Breach of health and safety legislation is a common mistake, says Marsh

The UK construction sector is failing to fully manage the risks associated with large and complex building projects, warned Marsh.

The broker outlined the 28 most commonly identified ‘project and business’ risks that should feature in the risk registers of construction projects in the UK.

According to the list the most common risks are:

• Inaccurate design brief/employers’ requirement documentation

• Inadequate risk apportionment between joint venture, consortium and sub-contractor partnerships

• Breach of legislation e.g. health and safety or environmental legislation

• Failure to put the correct financial model in place

• Adverse environmental effects or natural catastrophe

Norman Sinclair, a risk consultant in the Strategic Risk Practice at Marsh, explained: ‘Many large or complex construction projects will involve funding from the public sector, which means that there is a requirement as directed by HM Treasury guidelines for firms to establish a risk-based approach to the allocation and expenditure of monies received.’

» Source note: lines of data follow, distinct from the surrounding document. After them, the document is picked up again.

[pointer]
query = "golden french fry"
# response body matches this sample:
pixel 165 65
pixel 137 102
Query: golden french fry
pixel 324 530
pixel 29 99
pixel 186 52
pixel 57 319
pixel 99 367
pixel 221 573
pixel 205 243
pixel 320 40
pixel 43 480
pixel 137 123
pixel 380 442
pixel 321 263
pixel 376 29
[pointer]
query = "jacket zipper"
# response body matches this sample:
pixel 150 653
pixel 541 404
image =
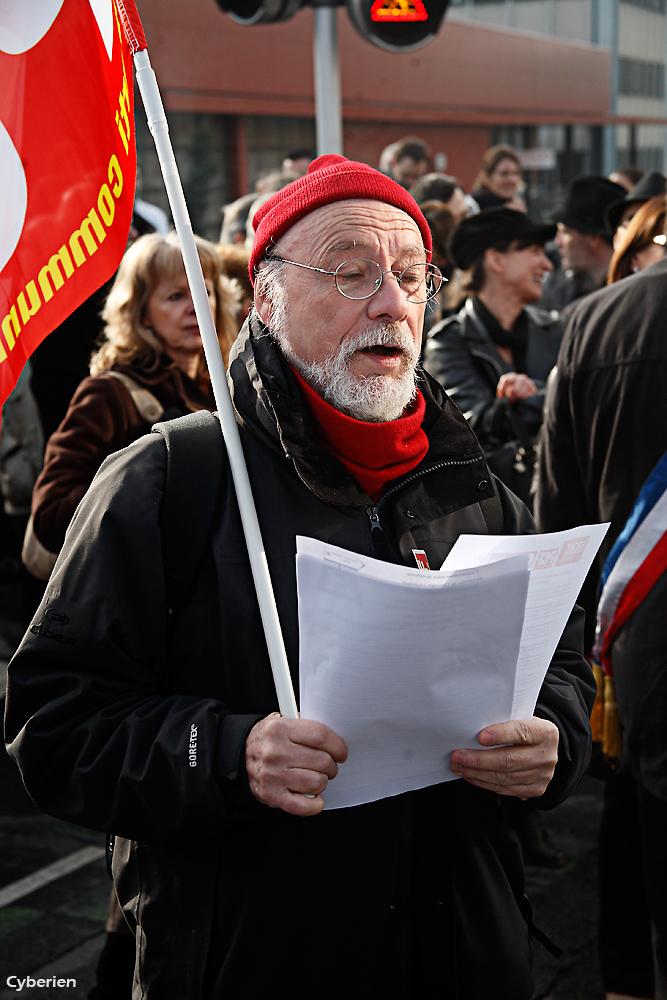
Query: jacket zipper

‘However, in our experience, risk registers are not being fully developed and embedded into the project lifecycle in either the public and private sector. This invariably leads to projects failing to meet the aspirations of its stakeholders in terms of budget and timescales resulting in additional costs to the programme, including claims relating to professional negligence.’

‘Risk registers need to be living, breathing documents that are reviewed at every stage of a project, providing insight into the issues that the stakeholders may face. Time and again, experience shows that firms which take a more proactive approach to risk identification and management have greater certainty over project costs.’